We update the kvcache if it is enabled by caching key_states and value_states for efficient reuse in autoregressive decoding.
Repeat KV Heads function (Figure 3):
- The _repeat_kv function ensures that key and value heads match the number of query heads (num_heads). This is crucial for handling Grouped Query Attention (GQA) and Multi-Query Attention (MQA).
- If n_rep == 1 (MQA case): No repetition needed.
- If n_rep > 1 (GQA case): Expands key-value heads to align with query heads.

I haven’t dived deep into KV caching and Rotary Position Embeddings in this article, but you can read about them in another article.

Conclusion: Which One Should You Use?

The choice between Multi-Head Attention (MHA), Multi-Query Attention (MQA), and Grouped-Query Attention (GQA) depends on the specific trade-offs you are willing to make.

If you prioritize model expressiveness and capturing fine-grained interactions, MHA remains the best option—but at a high computational cost.
If your goal is faster inference with minimal memory overhead, MQA is a great alternative, but it sacrifices some model quality.
GQA, however, strikes the best balance by improving efficiency while maintaining quality close to MHA, making it an ideal choice for large-scale models that need both speed and accuracy.

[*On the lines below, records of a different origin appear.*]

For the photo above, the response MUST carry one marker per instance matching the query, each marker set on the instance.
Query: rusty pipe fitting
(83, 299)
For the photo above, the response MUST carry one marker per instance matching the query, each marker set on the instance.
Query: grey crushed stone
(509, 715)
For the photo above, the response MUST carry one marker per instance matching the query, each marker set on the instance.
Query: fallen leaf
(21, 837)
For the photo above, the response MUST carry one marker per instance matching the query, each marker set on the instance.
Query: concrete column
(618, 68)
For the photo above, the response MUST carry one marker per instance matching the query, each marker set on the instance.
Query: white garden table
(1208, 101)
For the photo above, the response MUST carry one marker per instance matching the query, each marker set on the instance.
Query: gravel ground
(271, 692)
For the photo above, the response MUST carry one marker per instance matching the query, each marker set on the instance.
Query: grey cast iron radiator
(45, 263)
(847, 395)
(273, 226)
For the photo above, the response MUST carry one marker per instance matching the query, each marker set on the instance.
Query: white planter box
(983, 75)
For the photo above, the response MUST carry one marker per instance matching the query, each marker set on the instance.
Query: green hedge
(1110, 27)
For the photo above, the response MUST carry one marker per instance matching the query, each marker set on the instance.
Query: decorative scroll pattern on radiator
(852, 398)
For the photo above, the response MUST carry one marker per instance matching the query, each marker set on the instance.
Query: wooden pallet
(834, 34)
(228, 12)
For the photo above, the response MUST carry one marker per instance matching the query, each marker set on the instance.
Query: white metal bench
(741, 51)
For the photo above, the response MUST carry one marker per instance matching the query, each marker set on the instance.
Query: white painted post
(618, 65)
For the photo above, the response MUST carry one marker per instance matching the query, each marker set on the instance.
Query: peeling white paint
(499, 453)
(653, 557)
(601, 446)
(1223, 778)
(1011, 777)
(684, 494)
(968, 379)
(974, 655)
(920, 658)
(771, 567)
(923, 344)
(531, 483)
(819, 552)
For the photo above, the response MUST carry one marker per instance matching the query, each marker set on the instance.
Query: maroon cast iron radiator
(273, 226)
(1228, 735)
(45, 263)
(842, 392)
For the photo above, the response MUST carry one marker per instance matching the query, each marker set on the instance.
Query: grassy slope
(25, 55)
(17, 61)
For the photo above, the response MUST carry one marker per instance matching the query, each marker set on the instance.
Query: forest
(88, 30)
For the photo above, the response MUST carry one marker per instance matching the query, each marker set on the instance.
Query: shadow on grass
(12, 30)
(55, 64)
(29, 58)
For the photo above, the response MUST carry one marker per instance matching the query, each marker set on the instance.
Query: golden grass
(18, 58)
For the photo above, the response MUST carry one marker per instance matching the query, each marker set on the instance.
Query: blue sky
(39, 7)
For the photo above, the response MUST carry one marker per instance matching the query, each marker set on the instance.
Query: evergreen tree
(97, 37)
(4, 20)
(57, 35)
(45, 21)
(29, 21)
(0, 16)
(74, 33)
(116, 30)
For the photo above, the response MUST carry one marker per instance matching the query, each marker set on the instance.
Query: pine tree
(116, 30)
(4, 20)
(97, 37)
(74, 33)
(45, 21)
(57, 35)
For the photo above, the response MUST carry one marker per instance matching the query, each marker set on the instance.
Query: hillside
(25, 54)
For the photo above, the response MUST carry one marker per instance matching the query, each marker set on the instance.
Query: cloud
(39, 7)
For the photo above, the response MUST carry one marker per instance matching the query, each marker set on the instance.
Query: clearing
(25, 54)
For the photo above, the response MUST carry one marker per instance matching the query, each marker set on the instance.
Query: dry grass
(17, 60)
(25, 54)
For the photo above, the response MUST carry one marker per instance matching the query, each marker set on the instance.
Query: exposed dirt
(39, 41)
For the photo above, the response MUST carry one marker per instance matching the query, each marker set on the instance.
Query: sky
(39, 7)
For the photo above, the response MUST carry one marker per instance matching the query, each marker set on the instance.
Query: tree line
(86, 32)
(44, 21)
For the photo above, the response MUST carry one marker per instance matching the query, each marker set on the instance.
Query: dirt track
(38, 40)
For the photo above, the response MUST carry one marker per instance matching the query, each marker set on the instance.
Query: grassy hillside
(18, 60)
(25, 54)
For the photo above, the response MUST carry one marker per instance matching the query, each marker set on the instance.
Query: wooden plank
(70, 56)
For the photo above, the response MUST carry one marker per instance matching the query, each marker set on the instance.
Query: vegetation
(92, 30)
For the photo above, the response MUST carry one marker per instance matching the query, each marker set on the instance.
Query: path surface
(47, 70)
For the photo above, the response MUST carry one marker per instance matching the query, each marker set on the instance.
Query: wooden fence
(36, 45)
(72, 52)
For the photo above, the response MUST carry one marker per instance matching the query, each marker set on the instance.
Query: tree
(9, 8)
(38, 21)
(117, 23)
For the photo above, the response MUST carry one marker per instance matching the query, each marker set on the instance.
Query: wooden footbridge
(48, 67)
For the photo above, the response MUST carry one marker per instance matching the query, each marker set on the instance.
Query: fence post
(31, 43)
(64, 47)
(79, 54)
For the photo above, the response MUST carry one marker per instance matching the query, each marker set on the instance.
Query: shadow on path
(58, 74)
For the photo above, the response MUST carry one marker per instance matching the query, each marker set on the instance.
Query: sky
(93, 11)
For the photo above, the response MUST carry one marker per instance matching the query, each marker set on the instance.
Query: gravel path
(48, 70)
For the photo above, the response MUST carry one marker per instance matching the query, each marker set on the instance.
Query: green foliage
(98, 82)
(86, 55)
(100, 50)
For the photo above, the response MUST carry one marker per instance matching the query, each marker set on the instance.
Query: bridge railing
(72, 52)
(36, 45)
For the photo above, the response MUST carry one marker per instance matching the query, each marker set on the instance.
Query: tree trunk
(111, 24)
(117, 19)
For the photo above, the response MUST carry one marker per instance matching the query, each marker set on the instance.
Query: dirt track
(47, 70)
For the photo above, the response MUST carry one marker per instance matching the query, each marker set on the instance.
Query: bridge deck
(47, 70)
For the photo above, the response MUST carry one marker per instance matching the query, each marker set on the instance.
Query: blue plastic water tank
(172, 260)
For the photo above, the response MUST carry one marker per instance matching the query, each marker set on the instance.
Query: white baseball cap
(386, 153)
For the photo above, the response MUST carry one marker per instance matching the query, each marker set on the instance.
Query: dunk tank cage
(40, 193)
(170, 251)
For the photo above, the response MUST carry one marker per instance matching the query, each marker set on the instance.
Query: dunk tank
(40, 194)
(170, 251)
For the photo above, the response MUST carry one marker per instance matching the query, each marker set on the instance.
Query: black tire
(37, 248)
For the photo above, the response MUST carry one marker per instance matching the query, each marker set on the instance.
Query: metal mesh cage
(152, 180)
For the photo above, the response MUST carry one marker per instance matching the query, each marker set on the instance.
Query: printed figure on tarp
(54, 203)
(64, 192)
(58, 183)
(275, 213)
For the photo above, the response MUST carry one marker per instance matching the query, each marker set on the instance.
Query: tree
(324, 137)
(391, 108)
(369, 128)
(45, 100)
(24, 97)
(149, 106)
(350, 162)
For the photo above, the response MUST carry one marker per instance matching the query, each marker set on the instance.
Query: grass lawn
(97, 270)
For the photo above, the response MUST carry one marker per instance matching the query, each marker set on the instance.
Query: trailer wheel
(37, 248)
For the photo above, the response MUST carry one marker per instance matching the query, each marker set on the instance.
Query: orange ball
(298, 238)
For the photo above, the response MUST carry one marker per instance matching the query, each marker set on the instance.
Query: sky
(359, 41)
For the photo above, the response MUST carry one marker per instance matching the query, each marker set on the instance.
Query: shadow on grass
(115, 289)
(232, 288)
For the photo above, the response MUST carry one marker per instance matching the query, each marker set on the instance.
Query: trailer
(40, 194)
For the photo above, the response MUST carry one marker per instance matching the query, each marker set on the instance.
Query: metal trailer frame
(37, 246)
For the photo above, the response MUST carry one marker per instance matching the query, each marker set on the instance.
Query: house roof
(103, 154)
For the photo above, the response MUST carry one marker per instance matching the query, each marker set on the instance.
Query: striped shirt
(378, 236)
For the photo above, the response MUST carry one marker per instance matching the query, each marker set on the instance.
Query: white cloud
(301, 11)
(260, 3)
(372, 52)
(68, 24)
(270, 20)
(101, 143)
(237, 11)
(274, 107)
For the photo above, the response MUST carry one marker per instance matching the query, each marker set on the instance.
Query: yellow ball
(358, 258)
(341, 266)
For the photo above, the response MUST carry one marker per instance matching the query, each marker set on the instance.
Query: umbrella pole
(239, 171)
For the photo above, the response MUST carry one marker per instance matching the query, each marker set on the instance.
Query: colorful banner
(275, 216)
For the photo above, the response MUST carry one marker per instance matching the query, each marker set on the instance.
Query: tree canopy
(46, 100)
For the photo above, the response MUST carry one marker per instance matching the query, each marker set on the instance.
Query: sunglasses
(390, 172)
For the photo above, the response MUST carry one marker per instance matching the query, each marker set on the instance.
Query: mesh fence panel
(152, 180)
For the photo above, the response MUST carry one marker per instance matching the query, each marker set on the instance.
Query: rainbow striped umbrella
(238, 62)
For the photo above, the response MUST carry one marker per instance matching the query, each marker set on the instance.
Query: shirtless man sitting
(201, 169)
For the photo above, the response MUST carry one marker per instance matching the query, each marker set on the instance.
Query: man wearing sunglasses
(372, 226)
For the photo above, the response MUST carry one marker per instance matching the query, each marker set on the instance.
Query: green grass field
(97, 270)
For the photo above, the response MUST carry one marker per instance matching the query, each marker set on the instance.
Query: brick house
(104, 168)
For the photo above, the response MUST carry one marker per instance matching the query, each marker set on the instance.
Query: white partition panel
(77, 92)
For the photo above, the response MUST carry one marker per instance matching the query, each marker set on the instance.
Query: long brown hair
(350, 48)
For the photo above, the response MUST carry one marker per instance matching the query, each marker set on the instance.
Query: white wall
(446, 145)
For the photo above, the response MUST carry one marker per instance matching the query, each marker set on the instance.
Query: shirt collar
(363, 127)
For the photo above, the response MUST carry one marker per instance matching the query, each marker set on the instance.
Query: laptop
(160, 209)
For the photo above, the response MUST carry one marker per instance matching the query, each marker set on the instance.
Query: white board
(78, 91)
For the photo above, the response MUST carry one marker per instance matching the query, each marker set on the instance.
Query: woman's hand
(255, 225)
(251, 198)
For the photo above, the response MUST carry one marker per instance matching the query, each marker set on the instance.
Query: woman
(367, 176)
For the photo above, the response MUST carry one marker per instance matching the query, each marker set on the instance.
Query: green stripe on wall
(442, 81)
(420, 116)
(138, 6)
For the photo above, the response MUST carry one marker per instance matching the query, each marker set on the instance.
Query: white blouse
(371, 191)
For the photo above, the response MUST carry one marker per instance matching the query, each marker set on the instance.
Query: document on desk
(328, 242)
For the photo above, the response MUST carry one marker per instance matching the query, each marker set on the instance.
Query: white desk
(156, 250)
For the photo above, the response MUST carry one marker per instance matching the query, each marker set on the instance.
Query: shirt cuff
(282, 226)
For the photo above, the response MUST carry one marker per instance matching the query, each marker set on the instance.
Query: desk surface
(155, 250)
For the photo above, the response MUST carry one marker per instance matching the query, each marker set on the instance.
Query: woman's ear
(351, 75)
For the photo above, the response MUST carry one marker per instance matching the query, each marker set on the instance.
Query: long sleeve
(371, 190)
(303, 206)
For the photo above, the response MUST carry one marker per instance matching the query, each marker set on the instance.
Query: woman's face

For training-intensive tasks where memory is not a bottleneck, MHA is preferable.
For fast, real-time inference, especially in autoregressive decoding, GQA is the way to go.

We also explored how to implement GQA in PyTorch, understanding the key components like query-key-value projections, attention computations, and KV caching. With this knowledge, you can now experiment with GQA in your own transformer models and optimize performance based on your specific needs.